Whole world is a stomping ground for energetic Fil-Am

(May 8, PDI-Entertainment)
By Oliver M. Pulumbarit

Though he grew up in Hawaii, “I still learned about Filipino culture,” Fil-Am performer Andres Fernandez told the Inquirer in an exclusive e-mail interview. “Our parents spoke Tagalog to us all the time,” he said.

The singer-dancer, promoting the series of “Stomp” shows in Manila next month (June 17 to 22, Cultural Center of the Philippines Main Theater), related: “There are a lot of Filipinos in Hawaii; we had lots of gatherings at Barrio Fiesta (a restaurant specializing in Philippine cuisine). I know about the tinikling dance; I know how to mano (the tradition of touching one’s forehead to an elder’s hand, as a sign of respect), to never wear a hat in the house and lots of other [Filipino customs].”

Fernandez said that, as kids, he and his siblings had all shown interest in performing. “We sang at birthday parties, graduations… in 1985, we put together our very first concert at the Hilton Hawaiian Village Dome. 

My kuya (elder brother) was 14, I was 11 and my younger brother was 9; we formed a dance group and also a boy band, and toured the Hawaiian Islands. We opened for major artists, including Gary Valenciano and Martin Nievera.” 

Also in 1985, he did backup vocals on his older brother Johnny’s record, “Puede Ba.” Fernandez elaborated, “Recording for my brother’s album felt great. We got to work in a studio for the first time, and that was a really fun experience. It helped me to listen and get a better sound out of my voice.”

A member of the “Stomp” cast for 17 years now, Fernandez  said those previous experiences continue to be useful as he performs for the percussion- and physical comedy-heavy show, which debuted in London in the early 1990s. “In ‘Stomp,’ we don’t talk or sing,” he said.

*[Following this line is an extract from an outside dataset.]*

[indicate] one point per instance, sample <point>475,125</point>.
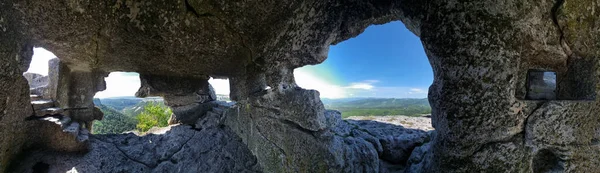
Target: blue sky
<point>386,61</point>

Those older disciplines taught him to listen closely to the music being played, he said.

Now in his late 30s, Fernandez fondly recalled how he got the job: “Before I auditioned for ‘Stomp,’ I saw it only once in Hawaii. I thought, ‘Wow, how does someone learn to do that?’ I didn’t think that, three months later, I would be trying out. But I did, and made it through all three call backs. I was hired in May of 1997.”

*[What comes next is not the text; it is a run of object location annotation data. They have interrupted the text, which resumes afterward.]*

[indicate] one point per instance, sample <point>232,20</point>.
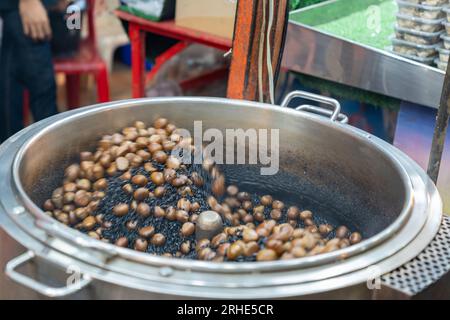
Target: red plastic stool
<point>86,61</point>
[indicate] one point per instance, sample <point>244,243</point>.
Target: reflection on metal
<point>440,131</point>
<point>313,52</point>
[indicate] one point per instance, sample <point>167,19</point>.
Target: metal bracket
<point>41,288</point>
<point>334,114</point>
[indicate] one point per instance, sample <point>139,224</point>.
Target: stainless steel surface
<point>353,156</point>
<point>319,137</point>
<point>334,114</point>
<point>313,52</point>
<point>10,271</point>
<point>425,269</point>
<point>209,223</point>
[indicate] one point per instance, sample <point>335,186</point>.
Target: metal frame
<point>337,59</point>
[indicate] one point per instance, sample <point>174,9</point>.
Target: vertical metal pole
<point>440,131</point>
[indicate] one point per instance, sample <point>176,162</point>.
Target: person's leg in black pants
<point>24,64</point>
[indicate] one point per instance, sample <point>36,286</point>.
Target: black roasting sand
<point>170,229</point>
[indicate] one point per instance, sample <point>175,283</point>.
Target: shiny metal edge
<point>411,250</point>
<point>326,56</point>
<point>88,242</point>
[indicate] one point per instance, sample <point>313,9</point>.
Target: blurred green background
<point>296,4</point>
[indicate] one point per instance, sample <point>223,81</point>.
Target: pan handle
<point>41,288</point>
<point>334,114</point>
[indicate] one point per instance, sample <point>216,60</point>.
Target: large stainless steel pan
<point>344,173</point>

Adjusting to the established moves was a challenge. “I had to learn to create music with hands and feet. Luckily, I had some dance and drumming experience.” 

Fernandez continues to appreciate unexpected “blessings” from performing in the show. “The best thing about being in ‘Stomp’ is, I met some of my best friends, whom I would probably never have met [otherwise]. And I get to travel! Now it’s bringing me back to my roots. I am so excited to be going back to Manila for the first time since 1991!”